TRIBUNEPOS.COM – Imbauan yang dikeluarkan Kementerian Agama RI terkait penyiaran azan Maghrib melalui teks berjalan atau running text selama kunjungan Paus Fransiskus ke Indonesia menuai gelombang kritik.

Langkah ini dianggap oleh banyak kalangan sebagai bentuk intoleransi terhadap keberagaman yang telah lama terjalin di Indonesia.

Kunjungan Paus Fransiskus pada 3-6 September 2024 ini seharusnya menjadi momentum yang indah bagi persaudaraan antarumat beragama.

Namun, imbauan dari Kementerian Agama yang meminta agar azan Maghrib disiarkan melalui running text selama misa yang dipimpin oleh Paus Fransiskus di Stadion Utama Gelora Bung Karno (SUGBK) pada 5 September 2024, telah memicu kontroversi yang tidak bisa diabaikan.

Penulis sebagai seorang Muslim Indonesia, tidak mempermasalahkan kegiatan agama lain, termasuk kunjungan Paus Fransiskus, selama tidak ada upaya mencampuradukkan ajaran agama atau menegasikan kegiatan agama lain pada saat yang bersamaan.

Sebagaimana prinsip Islam, “Lakum dinukum waliyadin,” yang berarti “Bagimu agamamu, bagiku agamaku.”

Namun, surat dari Direktur Jenderal Penyelenggaraan Pos dan Informatika (PPI) Kementerian Komunikasi dan Informatika yang mendukung penyiaran azan melalui running text ini dinilai sebagai bentuk pertentangan terhadap penyiaran azan yang telah menjadi tradisi dan budaya Indonesia.

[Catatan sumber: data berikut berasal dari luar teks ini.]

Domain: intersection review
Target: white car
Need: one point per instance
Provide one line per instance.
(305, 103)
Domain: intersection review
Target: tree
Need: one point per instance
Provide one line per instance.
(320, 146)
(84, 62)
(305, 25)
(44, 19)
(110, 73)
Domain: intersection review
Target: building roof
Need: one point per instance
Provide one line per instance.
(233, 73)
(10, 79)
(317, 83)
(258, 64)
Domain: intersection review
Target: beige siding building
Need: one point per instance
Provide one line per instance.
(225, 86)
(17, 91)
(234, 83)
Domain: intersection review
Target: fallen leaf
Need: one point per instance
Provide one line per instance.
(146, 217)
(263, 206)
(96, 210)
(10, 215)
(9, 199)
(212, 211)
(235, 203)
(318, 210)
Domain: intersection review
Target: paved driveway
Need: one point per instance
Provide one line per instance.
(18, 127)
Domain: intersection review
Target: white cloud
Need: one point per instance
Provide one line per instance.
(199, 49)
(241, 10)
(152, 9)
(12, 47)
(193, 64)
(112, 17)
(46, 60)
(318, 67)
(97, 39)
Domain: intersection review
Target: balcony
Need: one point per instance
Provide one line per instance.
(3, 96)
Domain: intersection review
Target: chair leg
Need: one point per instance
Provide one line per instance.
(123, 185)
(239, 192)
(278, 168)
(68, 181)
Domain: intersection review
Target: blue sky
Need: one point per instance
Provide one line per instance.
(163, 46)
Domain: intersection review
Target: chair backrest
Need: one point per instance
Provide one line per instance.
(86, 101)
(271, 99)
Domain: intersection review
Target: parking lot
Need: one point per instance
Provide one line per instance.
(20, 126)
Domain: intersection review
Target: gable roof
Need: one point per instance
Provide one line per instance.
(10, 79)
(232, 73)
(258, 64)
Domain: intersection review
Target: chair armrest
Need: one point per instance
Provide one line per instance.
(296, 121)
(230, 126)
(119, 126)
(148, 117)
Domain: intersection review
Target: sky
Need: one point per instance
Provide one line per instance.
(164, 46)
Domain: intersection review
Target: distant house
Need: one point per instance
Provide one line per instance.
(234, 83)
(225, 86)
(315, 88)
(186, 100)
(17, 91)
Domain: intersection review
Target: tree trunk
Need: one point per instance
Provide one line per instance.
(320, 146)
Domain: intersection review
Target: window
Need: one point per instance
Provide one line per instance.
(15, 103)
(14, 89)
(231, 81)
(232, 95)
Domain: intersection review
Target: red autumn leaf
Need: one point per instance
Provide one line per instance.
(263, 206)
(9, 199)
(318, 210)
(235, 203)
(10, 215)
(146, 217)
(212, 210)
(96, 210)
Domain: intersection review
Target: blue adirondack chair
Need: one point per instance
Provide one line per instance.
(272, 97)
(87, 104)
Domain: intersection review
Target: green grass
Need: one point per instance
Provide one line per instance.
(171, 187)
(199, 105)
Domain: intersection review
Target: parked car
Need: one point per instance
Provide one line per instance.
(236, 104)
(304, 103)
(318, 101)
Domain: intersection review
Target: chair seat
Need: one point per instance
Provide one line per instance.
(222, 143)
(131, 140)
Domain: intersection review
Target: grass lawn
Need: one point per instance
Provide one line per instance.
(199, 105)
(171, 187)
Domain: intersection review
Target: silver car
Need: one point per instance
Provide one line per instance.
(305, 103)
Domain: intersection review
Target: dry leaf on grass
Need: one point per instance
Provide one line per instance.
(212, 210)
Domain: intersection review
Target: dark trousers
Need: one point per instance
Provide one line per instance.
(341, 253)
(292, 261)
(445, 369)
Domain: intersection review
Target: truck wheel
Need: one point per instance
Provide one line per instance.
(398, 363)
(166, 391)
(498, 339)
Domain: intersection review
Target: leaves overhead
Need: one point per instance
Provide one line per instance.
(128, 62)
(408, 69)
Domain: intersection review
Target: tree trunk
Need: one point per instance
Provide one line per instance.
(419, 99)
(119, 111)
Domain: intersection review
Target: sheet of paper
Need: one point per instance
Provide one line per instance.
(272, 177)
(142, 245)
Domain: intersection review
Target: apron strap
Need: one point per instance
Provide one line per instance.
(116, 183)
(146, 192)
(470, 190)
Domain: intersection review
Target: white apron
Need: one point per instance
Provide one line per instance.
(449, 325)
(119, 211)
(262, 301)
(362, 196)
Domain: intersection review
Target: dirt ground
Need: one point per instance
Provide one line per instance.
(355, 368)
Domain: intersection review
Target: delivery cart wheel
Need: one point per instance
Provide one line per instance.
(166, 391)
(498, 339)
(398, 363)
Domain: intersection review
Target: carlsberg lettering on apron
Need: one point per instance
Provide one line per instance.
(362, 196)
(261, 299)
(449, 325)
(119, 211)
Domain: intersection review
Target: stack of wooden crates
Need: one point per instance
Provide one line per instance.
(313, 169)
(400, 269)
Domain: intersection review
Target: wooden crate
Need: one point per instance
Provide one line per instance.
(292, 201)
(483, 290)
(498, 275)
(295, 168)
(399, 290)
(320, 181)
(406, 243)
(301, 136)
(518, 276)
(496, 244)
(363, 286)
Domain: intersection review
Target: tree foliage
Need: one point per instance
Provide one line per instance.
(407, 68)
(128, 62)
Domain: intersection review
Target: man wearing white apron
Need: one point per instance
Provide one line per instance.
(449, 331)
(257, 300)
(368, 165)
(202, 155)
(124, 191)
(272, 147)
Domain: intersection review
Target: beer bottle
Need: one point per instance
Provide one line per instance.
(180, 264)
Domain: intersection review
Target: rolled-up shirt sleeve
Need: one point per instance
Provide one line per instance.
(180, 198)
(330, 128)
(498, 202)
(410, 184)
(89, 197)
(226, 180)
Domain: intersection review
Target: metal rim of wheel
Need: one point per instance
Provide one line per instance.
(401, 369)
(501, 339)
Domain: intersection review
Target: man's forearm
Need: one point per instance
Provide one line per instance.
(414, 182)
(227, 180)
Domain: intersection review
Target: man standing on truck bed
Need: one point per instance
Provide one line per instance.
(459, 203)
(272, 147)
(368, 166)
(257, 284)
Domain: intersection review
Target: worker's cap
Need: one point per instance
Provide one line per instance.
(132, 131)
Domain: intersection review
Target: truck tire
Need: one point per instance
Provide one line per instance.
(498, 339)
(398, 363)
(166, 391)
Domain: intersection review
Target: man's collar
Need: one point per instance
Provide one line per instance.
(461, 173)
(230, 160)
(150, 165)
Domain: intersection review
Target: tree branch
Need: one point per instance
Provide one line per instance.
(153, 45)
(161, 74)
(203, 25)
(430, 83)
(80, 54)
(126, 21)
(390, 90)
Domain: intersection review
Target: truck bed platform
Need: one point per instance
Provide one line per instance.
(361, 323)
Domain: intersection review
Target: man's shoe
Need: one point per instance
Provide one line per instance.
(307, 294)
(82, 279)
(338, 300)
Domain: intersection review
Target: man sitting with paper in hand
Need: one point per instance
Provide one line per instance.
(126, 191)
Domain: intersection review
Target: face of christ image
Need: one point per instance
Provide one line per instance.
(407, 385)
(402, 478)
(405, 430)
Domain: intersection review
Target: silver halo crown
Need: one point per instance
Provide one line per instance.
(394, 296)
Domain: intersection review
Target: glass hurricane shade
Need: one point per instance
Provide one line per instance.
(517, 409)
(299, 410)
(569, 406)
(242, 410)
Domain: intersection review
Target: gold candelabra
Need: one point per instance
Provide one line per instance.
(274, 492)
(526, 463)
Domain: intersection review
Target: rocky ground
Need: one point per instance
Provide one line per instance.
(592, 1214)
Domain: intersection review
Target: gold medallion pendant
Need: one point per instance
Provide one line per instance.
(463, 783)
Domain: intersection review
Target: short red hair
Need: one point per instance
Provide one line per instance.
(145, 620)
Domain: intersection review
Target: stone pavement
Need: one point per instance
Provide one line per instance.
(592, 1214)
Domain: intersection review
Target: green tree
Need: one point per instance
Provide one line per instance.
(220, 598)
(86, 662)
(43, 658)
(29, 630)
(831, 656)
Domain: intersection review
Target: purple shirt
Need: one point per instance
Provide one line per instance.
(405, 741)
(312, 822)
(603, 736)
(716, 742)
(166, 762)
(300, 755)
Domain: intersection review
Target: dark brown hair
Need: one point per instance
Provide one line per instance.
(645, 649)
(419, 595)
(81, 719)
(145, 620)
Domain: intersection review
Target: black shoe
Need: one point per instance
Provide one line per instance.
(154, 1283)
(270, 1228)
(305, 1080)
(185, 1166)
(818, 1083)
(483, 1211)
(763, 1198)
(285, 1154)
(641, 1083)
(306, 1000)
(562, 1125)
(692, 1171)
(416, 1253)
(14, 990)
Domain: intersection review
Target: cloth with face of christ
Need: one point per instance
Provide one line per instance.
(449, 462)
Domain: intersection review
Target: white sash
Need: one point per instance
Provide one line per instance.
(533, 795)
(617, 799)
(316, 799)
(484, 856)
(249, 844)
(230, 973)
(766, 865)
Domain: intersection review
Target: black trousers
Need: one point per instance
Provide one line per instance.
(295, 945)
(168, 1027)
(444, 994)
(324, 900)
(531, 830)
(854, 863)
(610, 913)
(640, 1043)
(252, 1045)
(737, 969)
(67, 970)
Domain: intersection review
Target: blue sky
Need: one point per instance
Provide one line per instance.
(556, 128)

Siaran azan Maghrib di televisi dan radio telah menjadi bagian integral dari kehidupan masyarakat Indonesia selama puluhan tahun.

Imbauan ini tidak hanya mengganggu keberagaman, tetapi juga menunjukkan gejala intoleransi dan islamofobia yang mulai menjangkiti rezim saat ini.

Azan bukan sekadar pengumuman waktu salat, melainkan juga panggilan spiritual yang memiliki makna mendalam bagi umat Islam. Mengubah penyiarannya dari suara menjadi tulisan adalah bentuk penghinaan terhadap syariat Islam.

Lebih jauh, penyiaran azan melalui running text dinilai tidak sesuai dengan syariat Islam.

Dengan surat dari Dirjen PPI Kemenkominfo ini, artinya kita telah mengganti syariat azan dari suara menjadi pengumuman dalam bentuk tulisan. Ini adalah bentuk penghinaan dan penistaan terhadap syariat Islam.

Azan Maghrib Lewat Running Text: Tanda Intoleransi?

Surat imbauan ini sebenarnya bermula dari permintaan panitia kunjungan Paus Fransiskus yang meminta agar Kemenag memfasilitasi komunikasi dengan organisasi keagamaan terkait penyiaran azan selama misa akbar tersebut.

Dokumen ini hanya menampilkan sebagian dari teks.